Here are just a few:
Sending out media releases with great visuals is non-negotiable
In the ‘Reframing Media Relations’ panel discussion, Trish Sherson talked about how often she is framing client stories around a great photo. In fact she often uses a visual to determine exactly how to write a news story.
Her implication was that if you are sending out media releases without great visuals, you are mad. The days of writing up a news release and then trying to figure out how you can rustle up a photo quickly (which ends up being of the back of people’s heads and 100kb) are well and truly gone.
Getting a great visual – photo, video or infographic – needs to be as important as the news story itself.
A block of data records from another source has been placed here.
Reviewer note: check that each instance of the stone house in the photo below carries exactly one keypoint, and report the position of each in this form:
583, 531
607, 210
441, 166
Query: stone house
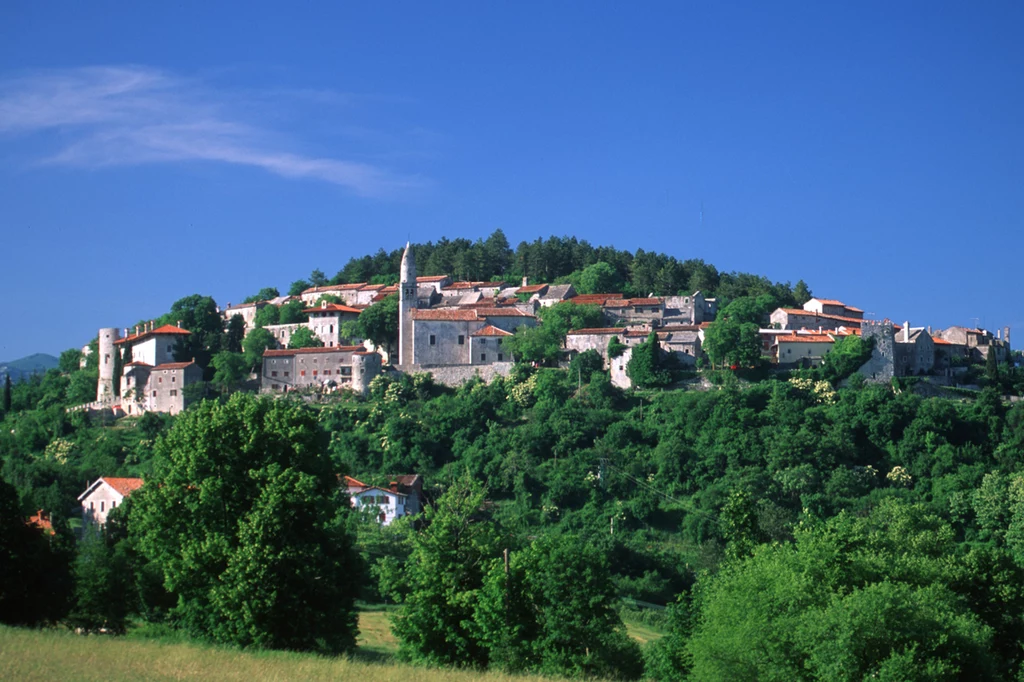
103, 496
802, 349
338, 367
794, 318
246, 310
914, 351
161, 388
825, 306
445, 336
327, 318
151, 379
403, 497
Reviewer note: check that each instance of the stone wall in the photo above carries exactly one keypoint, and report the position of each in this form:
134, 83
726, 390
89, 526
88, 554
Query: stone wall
456, 375
882, 366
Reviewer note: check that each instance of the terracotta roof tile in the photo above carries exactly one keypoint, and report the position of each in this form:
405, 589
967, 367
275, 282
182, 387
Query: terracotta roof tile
491, 330
284, 352
332, 307
598, 330
164, 330
123, 485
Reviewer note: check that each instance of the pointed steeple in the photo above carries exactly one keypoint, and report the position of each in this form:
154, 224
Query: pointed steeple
408, 265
Make it shareable or don’t bother
Richard Spencer of Two Social shared a surprising statistic: Facebook now limits your organic reach to 6%. This means only 6% of the people who like your company page will see your post if no one likes or shares that post. This means if you aren’t posting shareable, engaging and consumable content you are wasting your time!
This is a lesson that goes well beyond Facebook – it’s applicable to every social media channel. But more than that, it’s applicable to just about every piece of content PRs create. We are immersed in a ‘clickable’ society.
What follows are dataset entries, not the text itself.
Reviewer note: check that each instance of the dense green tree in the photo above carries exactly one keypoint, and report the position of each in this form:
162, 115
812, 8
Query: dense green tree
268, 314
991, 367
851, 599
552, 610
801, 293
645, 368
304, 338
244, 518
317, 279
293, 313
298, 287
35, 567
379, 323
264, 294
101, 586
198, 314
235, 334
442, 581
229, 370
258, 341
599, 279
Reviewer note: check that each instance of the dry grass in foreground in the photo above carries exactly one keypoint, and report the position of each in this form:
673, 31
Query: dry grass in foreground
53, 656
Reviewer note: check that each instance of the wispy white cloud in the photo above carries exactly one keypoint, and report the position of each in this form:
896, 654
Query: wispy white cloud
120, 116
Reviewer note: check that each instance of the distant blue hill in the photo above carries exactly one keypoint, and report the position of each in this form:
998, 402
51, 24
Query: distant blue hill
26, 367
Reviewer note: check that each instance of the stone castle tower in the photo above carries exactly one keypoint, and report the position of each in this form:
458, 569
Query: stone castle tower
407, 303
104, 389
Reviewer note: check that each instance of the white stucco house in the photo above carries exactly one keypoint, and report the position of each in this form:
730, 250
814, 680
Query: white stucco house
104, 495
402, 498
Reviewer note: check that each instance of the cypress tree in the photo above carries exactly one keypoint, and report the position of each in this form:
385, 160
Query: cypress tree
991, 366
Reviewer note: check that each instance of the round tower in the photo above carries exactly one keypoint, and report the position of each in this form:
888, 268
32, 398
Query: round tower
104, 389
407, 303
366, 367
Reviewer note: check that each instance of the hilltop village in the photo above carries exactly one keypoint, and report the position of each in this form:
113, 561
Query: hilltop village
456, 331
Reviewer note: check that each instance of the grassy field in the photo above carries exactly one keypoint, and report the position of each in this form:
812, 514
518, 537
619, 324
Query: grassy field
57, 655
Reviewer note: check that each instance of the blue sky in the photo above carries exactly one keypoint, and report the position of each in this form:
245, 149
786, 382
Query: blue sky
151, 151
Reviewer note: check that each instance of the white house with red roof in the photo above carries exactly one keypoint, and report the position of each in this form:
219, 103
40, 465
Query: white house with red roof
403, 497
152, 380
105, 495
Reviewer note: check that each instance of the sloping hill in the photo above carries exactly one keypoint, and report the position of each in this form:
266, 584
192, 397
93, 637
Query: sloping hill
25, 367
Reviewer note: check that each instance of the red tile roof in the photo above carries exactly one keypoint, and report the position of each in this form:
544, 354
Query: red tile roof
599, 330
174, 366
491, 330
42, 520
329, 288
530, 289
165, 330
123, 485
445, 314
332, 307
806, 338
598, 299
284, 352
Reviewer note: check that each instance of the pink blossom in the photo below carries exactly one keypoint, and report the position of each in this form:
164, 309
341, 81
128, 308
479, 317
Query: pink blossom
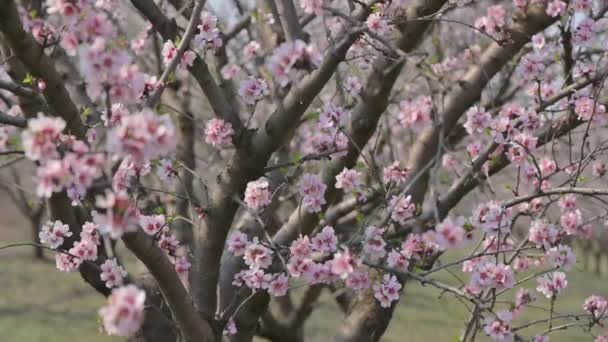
237, 243
312, 189
120, 216
416, 114
41, 136
229, 71
571, 220
585, 32
556, 8
387, 291
349, 180
66, 262
499, 329
143, 136
112, 273
358, 280
301, 247
352, 86
170, 51
551, 284
344, 263
279, 285
90, 232
401, 208
257, 256
257, 195
492, 218
561, 257
374, 245
253, 90
397, 261
325, 241
53, 233
123, 315
596, 306
251, 50
543, 234
219, 133
152, 224
84, 250
450, 233
477, 120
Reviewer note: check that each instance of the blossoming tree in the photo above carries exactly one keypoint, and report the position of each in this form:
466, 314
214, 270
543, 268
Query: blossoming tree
332, 145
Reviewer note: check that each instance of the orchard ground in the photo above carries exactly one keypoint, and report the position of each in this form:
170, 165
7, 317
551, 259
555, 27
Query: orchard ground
39, 303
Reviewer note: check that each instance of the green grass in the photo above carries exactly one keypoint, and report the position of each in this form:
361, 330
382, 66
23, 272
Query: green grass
39, 303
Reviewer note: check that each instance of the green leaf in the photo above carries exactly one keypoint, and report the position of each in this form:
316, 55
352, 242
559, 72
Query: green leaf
28, 79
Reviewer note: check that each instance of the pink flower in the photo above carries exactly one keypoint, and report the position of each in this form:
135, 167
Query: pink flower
492, 275
112, 273
416, 114
352, 86
66, 263
279, 285
585, 32
387, 291
312, 189
229, 71
394, 174
562, 257
41, 137
301, 248
257, 256
251, 50
208, 38
325, 241
90, 232
374, 245
348, 180
571, 220
257, 195
84, 250
53, 233
450, 233
143, 136
230, 328
344, 263
401, 208
477, 120
551, 284
397, 261
499, 329
331, 115
119, 217
219, 133
556, 8
237, 243
492, 218
596, 306
170, 51
377, 24
124, 312
543, 234
152, 224
253, 90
If your messages aren’t honed, interesting and engaging – whether it’s a staff newsletter story, Tweet or media release – you won’t achieve your communications objectives at the end of the day.
Your ‘good news story’ requires more commentary and balance
Opening speaker, Gavin Ellis, talked about how journalists have very little time for research and, in fact, 50% of news content can be traced back to press release. It’s common for releases to be printed verbatim without checks and balances, which puts more onus on our profession to get it right.
Gavin went so far as to suggest that the news stories we generate should provide contextualised background and multiple quotes from supporting sources. And . . . . (are you sitting down?), he even suggested this new media landscape might require PRs to report alternative viewpoints to those of our company/client. I have to admit, I’m still digesting that one! But it’s food for thought.